Quando, numa entrevista, Marilyn respondeu que usava apenas “Chanel n°5” para dormir, eternizou uma das frases mais icónicas do marketing de produto. Mas como surgiu este perfume lendário?
Muito antes da Chanel, o perfume já fazia parte da história da humanidade. O uso de fragrâncias remonta a cerca de 4.000 a.C., na Mesopotâmia e no Antigo Egipto, onde óleos aromáticos eram utilizados em rituais e cuidados pessoais. Registos históricos mostram a produção de perfumes à base de lírio já no século IV a.C., com destaque para a figura de Tapputi, considerada a primeira química da história, responsável pela criação de fragrâncias cerca de 1200 a.C.
Avançamos para o século XX, quando outra mulher viria a marcar a história da perfumaria: Gabrielle Bonheur Chanel, mais conhecida como Coco Chanel. Nascida em 1883, em Saumur (França), de origens humildes, começou por trabalhar como costureira e cantora de cabaré. O nome “Coco” terá surgido nessa fase inicial da sua carreira, possivelmente como referência à palavra francesa cocotte.
Inspirada pelas suas vivências e pelas relações próximas com figuras influentes da época, como o aristocrata inglês Boy Capel, Chanel começou a consolidar a sua marca e visão estética, simples, refinada, moderna.
Diz-se que foi durante esse período que Chanel se inspirou no design das garrafas de whisky de cristal que via no apartamento onde vivia, adaptando essa estética minimalista e sofisticada ao frasco do perfume que viria a revolucionar a indústria.

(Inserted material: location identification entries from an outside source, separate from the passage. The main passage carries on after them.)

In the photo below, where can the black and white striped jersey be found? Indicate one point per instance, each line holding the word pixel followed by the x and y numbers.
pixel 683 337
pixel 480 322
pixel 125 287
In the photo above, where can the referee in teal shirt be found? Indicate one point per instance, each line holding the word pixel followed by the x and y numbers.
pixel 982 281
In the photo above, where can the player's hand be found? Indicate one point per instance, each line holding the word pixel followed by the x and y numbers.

O perfume Chanel n°5 foi lançado em 1921. A fragrância foi criada por Ernest Beaux, um perfumista franco-russo que havia trabalhado para a perfumaria imperial russa. Beaux apresentou a Chanel uma série de amostras, numeradas de 1 a 5 e de 20 a 24. A escolha recaiu sobre a quinta fórmula — e o resto é história.
Mais do que um perfume floral, o Chanel n°5 representava uma revolução: a primeira fragrância com aldeídos sintéticos, que criavam um aroma mais abstrato e duradouro, rompendo com os perfumes tradicionais da época, geralmente mais literais e florais.

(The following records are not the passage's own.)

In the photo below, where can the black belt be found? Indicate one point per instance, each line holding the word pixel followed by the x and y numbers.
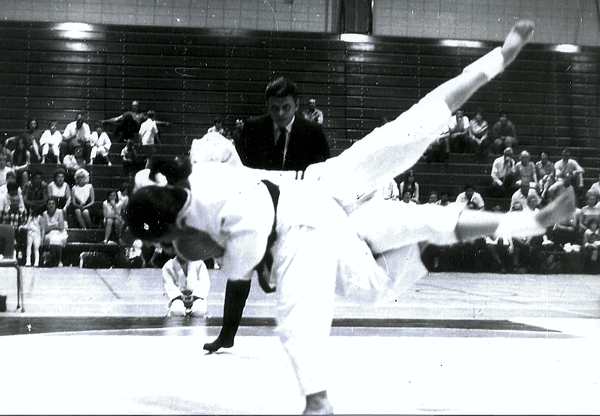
pixel 264 267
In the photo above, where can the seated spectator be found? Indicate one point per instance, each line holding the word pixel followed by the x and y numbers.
pixel 523 193
pixel 76 135
pixel 34 240
pixel 100 146
pixel 60 191
pixel 478 130
pixel 50 144
pixel 504 134
pixel 525 170
pixel 217 127
pixel 469 196
pixel 591 211
pixel 35 194
pixel 111 211
pixel 20 160
pixel 444 199
pixel 4 169
pixel 567 172
pixel 545 173
pixel 591 244
pixel 149 134
pixel 11 177
pixel 54 231
pixel 132 162
pixel 503 175
pixel 409 183
pixel 14 214
pixel 186 284
pixel 82 198
pixel 596 185
pixel 459 131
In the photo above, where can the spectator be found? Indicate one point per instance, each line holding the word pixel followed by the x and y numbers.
pixel 60 191
pixel 34 240
pixel 11 177
pixel 408 184
pixel 35 194
pixel 478 130
pixel 100 143
pixel 217 127
pixel 567 172
pixel 149 134
pixel 469 196
pixel 4 170
pixel 50 143
pixel 545 173
pixel 525 170
pixel 111 210
pixel 76 134
pixel 312 113
pixel 186 284
pixel 279 140
pixel 74 162
pixel 132 162
pixel 54 232
pixel 591 211
pixel 83 198
pixel 20 159
pixel 460 134
pixel 523 193
pixel 502 174
pixel 596 185
pixel 505 134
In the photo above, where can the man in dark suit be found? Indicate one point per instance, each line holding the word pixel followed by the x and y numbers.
pixel 280 140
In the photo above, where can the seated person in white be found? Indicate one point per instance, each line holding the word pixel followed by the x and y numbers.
pixel 186 286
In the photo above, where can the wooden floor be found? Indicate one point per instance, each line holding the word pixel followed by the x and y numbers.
pixel 97 342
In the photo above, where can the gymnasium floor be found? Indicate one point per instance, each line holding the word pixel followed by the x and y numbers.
pixel 97 342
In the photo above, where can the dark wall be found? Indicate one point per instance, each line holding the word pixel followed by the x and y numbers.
pixel 188 76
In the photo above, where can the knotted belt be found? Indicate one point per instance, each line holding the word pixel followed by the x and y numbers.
pixel 264 267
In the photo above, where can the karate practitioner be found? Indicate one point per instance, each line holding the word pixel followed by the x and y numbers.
pixel 262 223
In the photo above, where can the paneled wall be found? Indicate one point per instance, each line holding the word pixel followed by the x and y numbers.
pixel 51 71
pixel 557 21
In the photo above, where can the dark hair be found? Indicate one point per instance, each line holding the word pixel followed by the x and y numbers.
pixel 281 87
pixel 175 169
pixel 58 171
pixel 152 209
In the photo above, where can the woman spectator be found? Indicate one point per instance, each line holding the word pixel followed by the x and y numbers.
pixel 54 232
pixel 409 184
pixel 82 198
pixel 111 209
pixel 20 159
pixel 60 190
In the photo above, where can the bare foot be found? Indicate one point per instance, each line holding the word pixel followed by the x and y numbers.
pixel 518 37
pixel 318 404
pixel 561 208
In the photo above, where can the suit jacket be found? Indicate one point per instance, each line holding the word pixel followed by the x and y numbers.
pixel 307 144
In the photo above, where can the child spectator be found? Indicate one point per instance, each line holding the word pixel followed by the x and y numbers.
pixel 20 159
pixel 60 191
pixel 101 144
pixel 50 143
pixel 149 134
pixel 35 194
pixel 34 240
pixel 111 210
pixel 186 286
pixel 54 232
pixel 82 198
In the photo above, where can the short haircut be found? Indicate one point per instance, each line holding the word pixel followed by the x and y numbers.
pixel 153 209
pixel 281 87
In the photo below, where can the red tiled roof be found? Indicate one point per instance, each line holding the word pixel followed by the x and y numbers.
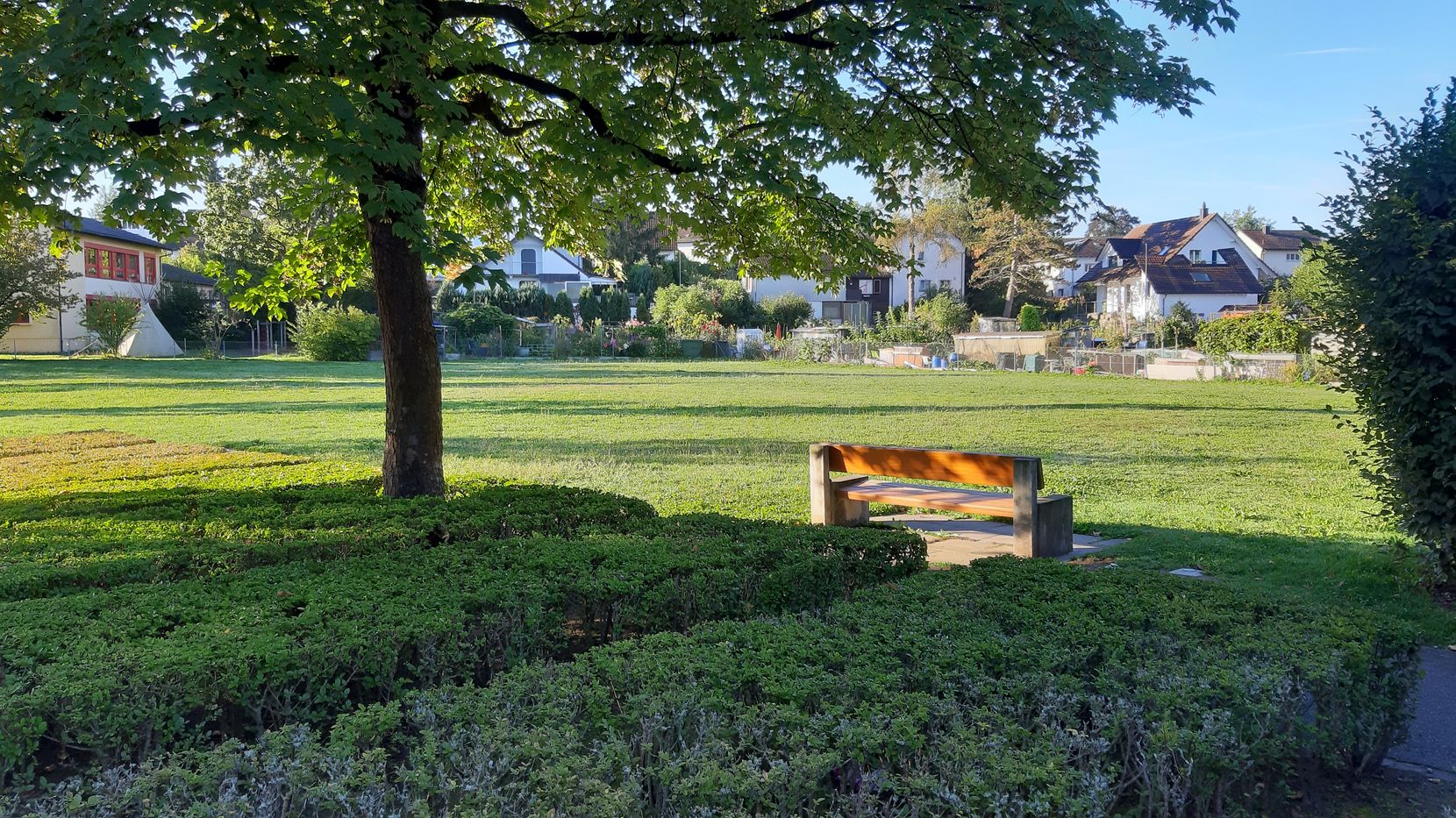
pixel 1178 277
pixel 1167 239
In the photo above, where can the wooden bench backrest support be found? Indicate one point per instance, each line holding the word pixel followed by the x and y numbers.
pixel 929 465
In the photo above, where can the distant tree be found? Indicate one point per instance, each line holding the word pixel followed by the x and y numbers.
pixel 1111 222
pixel 1389 299
pixel 1246 218
pixel 182 313
pixel 430 123
pixel 1012 251
pixel 632 240
pixel 1181 326
pixel 31 275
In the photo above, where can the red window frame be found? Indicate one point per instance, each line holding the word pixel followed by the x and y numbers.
pixel 117 264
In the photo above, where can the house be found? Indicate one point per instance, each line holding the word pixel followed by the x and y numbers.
pixel 1280 249
pixel 178 277
pixel 1195 238
pixel 105 262
pixel 553 269
pixel 1138 288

O frasco, com linhas direitas e tampa geométrica (redesenhada em 1924), tornou-se um símbolo de modernidade e um exemplo de branding visionário. O Chanel n°5 foi o primeiro perfume a ser promovido como um verdadeiro objeto de luxo, não apenas como cosmético — e a primeira fragrância a beneficiar de uma estratégia de marketing global.

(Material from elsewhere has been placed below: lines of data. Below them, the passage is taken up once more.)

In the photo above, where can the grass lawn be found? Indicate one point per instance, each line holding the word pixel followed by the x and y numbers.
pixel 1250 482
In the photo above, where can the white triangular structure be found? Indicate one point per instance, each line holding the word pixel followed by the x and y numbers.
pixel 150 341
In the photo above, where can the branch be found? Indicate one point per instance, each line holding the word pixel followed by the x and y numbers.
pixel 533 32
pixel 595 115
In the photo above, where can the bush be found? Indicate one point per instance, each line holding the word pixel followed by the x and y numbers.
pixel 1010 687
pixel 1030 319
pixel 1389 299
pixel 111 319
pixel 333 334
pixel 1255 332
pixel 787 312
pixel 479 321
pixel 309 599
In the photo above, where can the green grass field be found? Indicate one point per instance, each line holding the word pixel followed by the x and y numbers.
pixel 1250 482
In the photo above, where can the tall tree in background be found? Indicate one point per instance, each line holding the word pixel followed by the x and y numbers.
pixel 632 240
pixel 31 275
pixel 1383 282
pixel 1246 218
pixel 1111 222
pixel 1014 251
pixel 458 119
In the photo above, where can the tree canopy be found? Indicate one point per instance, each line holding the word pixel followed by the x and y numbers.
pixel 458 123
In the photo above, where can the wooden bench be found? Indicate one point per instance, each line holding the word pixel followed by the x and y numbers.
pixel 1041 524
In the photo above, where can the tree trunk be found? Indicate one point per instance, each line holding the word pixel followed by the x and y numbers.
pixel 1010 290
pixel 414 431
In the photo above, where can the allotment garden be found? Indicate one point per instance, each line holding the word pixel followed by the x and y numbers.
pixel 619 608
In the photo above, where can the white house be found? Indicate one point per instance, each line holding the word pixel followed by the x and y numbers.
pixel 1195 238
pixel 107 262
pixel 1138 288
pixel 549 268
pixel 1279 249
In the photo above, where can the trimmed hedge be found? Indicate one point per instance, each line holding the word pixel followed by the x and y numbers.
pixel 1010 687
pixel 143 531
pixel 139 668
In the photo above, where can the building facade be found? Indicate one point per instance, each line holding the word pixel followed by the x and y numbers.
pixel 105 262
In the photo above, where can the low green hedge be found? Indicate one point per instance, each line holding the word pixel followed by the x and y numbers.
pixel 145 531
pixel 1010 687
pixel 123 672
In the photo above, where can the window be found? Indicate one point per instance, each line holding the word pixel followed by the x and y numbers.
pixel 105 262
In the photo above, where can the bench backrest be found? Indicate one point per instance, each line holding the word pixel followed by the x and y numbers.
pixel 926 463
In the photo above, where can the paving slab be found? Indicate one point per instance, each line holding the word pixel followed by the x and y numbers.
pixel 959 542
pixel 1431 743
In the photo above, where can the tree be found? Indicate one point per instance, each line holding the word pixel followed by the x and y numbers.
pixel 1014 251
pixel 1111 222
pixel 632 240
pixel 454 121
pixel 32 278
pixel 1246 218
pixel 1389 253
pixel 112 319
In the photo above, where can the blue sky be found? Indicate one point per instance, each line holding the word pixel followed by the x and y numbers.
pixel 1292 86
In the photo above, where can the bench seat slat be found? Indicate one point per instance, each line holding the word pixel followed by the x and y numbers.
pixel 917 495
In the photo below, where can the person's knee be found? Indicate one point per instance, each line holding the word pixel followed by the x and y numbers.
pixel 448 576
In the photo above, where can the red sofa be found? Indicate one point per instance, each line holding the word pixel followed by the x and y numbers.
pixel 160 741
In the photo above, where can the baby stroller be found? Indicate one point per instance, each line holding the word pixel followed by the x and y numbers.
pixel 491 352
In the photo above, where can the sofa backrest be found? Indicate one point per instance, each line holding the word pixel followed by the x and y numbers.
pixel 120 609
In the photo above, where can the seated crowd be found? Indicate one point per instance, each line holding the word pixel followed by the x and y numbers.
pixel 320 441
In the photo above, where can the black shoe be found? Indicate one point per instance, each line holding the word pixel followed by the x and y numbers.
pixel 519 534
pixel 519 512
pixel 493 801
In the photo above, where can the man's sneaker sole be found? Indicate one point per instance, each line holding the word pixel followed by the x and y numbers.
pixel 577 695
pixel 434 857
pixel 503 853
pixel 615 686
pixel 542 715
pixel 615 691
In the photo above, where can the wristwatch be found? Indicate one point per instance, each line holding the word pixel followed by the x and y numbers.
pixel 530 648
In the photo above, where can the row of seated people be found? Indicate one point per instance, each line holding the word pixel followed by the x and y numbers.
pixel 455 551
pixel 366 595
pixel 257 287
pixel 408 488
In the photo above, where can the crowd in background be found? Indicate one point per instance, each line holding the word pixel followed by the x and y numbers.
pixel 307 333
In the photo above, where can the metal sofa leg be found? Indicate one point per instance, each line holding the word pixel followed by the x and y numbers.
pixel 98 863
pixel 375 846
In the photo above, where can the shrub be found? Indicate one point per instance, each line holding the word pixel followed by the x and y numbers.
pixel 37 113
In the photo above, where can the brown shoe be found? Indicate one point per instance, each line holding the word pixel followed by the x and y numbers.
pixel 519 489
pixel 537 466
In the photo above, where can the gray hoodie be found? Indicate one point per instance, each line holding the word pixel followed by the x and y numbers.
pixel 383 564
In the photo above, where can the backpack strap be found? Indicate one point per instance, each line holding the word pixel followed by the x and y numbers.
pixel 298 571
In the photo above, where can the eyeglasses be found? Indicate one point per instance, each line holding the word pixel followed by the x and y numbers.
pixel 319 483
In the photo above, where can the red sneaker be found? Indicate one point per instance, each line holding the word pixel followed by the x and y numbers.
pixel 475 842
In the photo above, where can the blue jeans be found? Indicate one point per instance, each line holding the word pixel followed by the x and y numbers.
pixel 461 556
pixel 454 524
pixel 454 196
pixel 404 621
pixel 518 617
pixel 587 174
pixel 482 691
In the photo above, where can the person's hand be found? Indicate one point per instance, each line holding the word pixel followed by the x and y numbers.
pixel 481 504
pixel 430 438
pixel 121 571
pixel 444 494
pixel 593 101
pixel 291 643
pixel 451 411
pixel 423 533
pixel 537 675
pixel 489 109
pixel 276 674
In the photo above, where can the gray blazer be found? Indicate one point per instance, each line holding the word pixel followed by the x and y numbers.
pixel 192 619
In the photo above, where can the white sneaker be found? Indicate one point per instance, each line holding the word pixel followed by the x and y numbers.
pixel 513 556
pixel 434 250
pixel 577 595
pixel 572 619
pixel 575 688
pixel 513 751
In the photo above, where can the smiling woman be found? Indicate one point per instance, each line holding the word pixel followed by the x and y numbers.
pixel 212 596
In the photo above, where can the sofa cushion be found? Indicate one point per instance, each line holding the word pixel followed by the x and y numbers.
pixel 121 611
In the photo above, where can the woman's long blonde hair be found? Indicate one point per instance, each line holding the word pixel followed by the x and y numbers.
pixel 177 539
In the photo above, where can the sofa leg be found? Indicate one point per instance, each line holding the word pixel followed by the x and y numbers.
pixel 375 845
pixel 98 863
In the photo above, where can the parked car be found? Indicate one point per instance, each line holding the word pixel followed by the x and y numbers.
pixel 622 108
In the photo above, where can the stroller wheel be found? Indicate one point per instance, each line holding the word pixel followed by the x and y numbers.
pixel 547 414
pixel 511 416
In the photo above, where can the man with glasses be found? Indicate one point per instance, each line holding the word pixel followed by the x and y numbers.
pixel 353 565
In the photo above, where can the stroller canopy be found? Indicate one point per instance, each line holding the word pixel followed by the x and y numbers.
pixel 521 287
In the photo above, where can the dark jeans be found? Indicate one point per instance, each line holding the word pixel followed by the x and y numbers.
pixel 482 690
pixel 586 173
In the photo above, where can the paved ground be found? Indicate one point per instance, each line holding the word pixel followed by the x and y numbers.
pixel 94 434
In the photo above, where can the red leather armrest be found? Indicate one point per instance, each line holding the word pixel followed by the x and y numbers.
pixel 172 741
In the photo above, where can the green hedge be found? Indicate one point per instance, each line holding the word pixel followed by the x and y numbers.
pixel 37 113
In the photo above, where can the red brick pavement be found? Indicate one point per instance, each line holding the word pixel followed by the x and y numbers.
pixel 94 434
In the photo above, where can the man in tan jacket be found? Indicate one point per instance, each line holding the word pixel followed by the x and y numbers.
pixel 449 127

O sucesso do Chanel n°5 não é apenas olfativo. A sua longevidade deve-se a uma gestão de marca exemplar. Da imagem de Marilyn Monroe aos anúncios com Nicole Kidman ou Marion Cotillard, o perfume tem sido associado a figuras que personificam o espírito livre, elegante e enigmático da maison Chanel.
Mais de 100 anos depois do seu lançamento, o Chanel n°5 continua a ser um case study de excelência em branding, inovação e storytelling — um produto que transcende o tempo e as tendências, mantendo-se atual sem perder a essência.